You need to sign an individual employment agreement if your work is covered by the collective agreement but you are not a member of the NZEI or E tū. The Ministry of Education develops and publishes the individual employment agreement. The terms and conditions of your work are similar to the collective agreement.
- Support Staff in Schools’ Collective Agreement (SSSCA) – terms and conditions of employment for support staff employed in state or state-integrated schools. Effective 6 June 2014 to 5 December 2016. This document as been revised pursuant to the Terms of Settlement dated 6 June 2014. Read about the Best Practice Guidance for Boards of Trustees and Principals - New Remuneration System [PDF, 964 KB].
- Support Staff in Schools’ Individual Employment Agreement [PDF, 23 KB] – published 6 March 2015.
Clause 1.3 of the employment agreement lists all the types of school roles that are not covered. So essentially this agreement covers any other types of work in schools and is likely to mean you will work directly or indirectly with teachers and students to support them, or your work will be secretarial, financial, human resources or in property management.
Your pay is set out in part 3 of the agreement.
The position is graded using the Position Elements Table - clause 3.4 which then translates to your step and grade on the payscale - clause 3.2.2. Specific information about placement on the payscale can be found in clause 3.6.
If you are part of the executive management group, your pay scale is different. This is explained in clause 3.1. To be assigned to the executive management group you must:
- be part of the school's senior management team, and
- have whole-of-school responsibility for functions such as finance and/or human resources and/or property, and
- be employed for your specialist skills.
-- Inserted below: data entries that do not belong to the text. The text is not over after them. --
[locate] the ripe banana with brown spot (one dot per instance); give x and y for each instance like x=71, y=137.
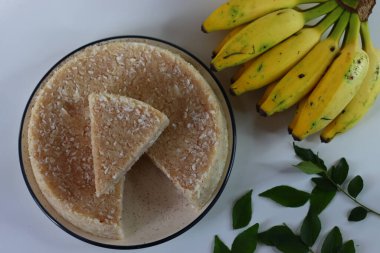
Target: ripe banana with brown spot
x=275, y=63
x=303, y=77
x=264, y=33
x=226, y=39
x=365, y=97
x=337, y=88
x=236, y=12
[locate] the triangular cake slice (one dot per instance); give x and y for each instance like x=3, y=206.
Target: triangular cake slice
x=122, y=129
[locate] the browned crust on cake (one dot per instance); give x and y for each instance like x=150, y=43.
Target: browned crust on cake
x=192, y=150
x=122, y=129
x=105, y=222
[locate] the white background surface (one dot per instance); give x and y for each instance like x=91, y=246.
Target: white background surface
x=34, y=35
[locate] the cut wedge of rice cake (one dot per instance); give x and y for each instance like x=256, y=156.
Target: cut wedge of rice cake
x=122, y=129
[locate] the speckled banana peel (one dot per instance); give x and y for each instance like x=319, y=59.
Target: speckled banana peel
x=275, y=63
x=237, y=12
x=364, y=99
x=264, y=33
x=229, y=35
x=337, y=88
x=303, y=77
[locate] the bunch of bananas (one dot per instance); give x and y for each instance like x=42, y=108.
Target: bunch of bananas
x=333, y=84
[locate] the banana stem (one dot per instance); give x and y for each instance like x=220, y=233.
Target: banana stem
x=329, y=19
x=353, y=31
x=351, y=3
x=340, y=27
x=352, y=198
x=319, y=10
x=366, y=37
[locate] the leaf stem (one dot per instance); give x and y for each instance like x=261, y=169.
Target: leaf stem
x=352, y=198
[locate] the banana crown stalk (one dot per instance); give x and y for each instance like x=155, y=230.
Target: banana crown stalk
x=303, y=77
x=236, y=12
x=337, y=88
x=263, y=71
x=365, y=97
x=264, y=33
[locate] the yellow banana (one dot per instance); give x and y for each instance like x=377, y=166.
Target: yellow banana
x=301, y=79
x=337, y=88
x=365, y=97
x=266, y=93
x=297, y=114
x=275, y=63
x=236, y=12
x=226, y=39
x=264, y=33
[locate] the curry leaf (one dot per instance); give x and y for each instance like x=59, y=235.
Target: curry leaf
x=219, y=246
x=286, y=196
x=242, y=211
x=358, y=214
x=333, y=242
x=246, y=241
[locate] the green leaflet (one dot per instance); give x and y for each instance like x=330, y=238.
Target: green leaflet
x=358, y=214
x=246, y=241
x=219, y=246
x=333, y=242
x=242, y=211
x=348, y=247
x=286, y=196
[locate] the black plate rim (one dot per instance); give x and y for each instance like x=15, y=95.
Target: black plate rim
x=172, y=236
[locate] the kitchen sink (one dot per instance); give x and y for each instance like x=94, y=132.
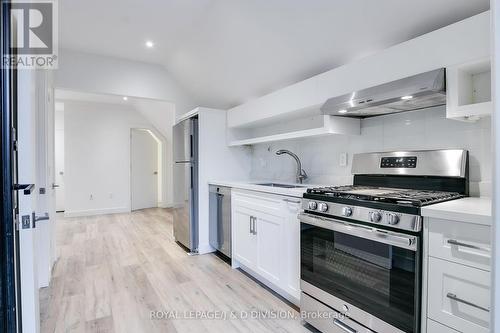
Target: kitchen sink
x=281, y=185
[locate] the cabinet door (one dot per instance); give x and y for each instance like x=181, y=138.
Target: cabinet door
x=459, y=296
x=269, y=246
x=244, y=243
x=291, y=253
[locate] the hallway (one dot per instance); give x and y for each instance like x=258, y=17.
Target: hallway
x=113, y=270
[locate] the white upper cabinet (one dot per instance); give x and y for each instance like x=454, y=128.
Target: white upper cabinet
x=468, y=90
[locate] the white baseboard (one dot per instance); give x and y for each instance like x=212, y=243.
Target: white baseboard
x=91, y=212
x=205, y=248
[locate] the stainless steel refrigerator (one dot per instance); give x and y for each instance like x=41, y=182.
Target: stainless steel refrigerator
x=185, y=182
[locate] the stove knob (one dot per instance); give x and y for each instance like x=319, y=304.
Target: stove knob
x=322, y=207
x=392, y=219
x=375, y=217
x=347, y=211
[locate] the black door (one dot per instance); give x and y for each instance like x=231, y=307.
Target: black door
x=10, y=309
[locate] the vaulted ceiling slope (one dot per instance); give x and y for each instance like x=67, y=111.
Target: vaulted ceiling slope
x=226, y=52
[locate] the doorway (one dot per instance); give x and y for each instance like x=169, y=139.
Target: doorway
x=145, y=169
x=59, y=157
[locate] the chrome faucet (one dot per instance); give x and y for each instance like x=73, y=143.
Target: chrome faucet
x=301, y=174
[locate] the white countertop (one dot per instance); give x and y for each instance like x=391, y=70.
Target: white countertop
x=253, y=186
x=471, y=210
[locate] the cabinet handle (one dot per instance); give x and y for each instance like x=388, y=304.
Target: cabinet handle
x=470, y=246
x=455, y=298
x=343, y=326
x=292, y=201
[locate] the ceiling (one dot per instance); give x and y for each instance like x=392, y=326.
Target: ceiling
x=225, y=52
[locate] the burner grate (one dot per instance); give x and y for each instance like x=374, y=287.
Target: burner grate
x=411, y=197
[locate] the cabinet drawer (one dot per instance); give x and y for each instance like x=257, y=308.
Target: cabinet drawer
x=262, y=202
x=434, y=327
x=459, y=296
x=463, y=243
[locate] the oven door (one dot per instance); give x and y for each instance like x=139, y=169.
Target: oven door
x=371, y=275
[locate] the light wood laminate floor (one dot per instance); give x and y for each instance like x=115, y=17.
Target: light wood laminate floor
x=113, y=270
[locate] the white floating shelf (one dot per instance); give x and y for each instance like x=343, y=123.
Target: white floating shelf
x=294, y=129
x=468, y=90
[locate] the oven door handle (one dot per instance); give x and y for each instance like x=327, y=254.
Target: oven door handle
x=382, y=236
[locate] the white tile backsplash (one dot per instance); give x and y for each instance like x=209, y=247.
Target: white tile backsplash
x=423, y=129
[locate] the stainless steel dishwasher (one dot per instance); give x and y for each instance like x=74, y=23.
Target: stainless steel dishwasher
x=220, y=219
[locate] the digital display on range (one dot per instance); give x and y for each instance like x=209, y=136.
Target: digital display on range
x=399, y=162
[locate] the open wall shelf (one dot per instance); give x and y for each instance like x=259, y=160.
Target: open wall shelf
x=293, y=129
x=468, y=90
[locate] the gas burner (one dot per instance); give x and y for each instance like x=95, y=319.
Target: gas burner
x=405, y=197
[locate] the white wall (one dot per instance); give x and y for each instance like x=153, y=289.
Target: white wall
x=97, y=156
x=495, y=237
x=455, y=44
x=424, y=129
x=107, y=75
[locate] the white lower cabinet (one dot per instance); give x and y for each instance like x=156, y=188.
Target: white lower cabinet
x=459, y=296
x=266, y=239
x=458, y=276
x=268, y=229
x=245, y=252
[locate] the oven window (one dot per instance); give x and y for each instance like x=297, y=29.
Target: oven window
x=375, y=277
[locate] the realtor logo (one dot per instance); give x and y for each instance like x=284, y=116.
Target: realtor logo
x=33, y=42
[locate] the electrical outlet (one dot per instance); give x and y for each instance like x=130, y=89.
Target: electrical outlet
x=343, y=159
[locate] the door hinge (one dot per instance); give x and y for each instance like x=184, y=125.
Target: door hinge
x=16, y=221
x=14, y=140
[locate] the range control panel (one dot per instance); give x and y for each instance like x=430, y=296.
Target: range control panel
x=399, y=162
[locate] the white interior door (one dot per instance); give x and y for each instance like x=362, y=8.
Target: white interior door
x=59, y=157
x=144, y=170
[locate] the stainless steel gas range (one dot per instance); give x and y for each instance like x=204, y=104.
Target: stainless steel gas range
x=361, y=244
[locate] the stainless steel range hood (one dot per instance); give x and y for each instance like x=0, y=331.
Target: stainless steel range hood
x=412, y=93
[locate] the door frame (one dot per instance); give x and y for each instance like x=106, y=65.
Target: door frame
x=10, y=296
x=162, y=160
Each pay grade has steps within it and you can move up those steps based on your performance review each year. This is explained in clause 3.8 of the agreement.
If you have a recognised qualification that your employer agrees is relevant to your job, you may be entitled to a pay increase. The allowances and the qualification levels you need to achieve are listed in clause 3.10 of the agreement. You can find out more about the New Zealand Qualifications Authority qualifications (external link) on their website.
If you were receiving a payment before 28 January 2012 for a recognised qualification listed in an earlier collective agreement, you will still receive that payment while you are employed by the same school in the same job.
You can get a higher duties allowance of a 5% pay increase if your employer requires you to carry out duties at a higher level for 5 days or more. This is covered in clause 3.11 of your agreement.
Other allowances are covered in part 5 of your agreement. They include:
- motor vehicle (if you have to use your own car for work – 58 cents per kilometre)
- first aid (if you are the designated first-aider and you have a first aid certificate or nursing qualification – 35 cents an hour)
- dirty work ($3.85 a day)
- overnight (if you have to stay overnight on a school camp or trip – $65 a day, but you can negotiate to take time in lieu instead). If you work full time for 52 weeks a year, the allowance is $20 a day.
The different types of leave you are entitled to are covered in part 6 of your collective agreement.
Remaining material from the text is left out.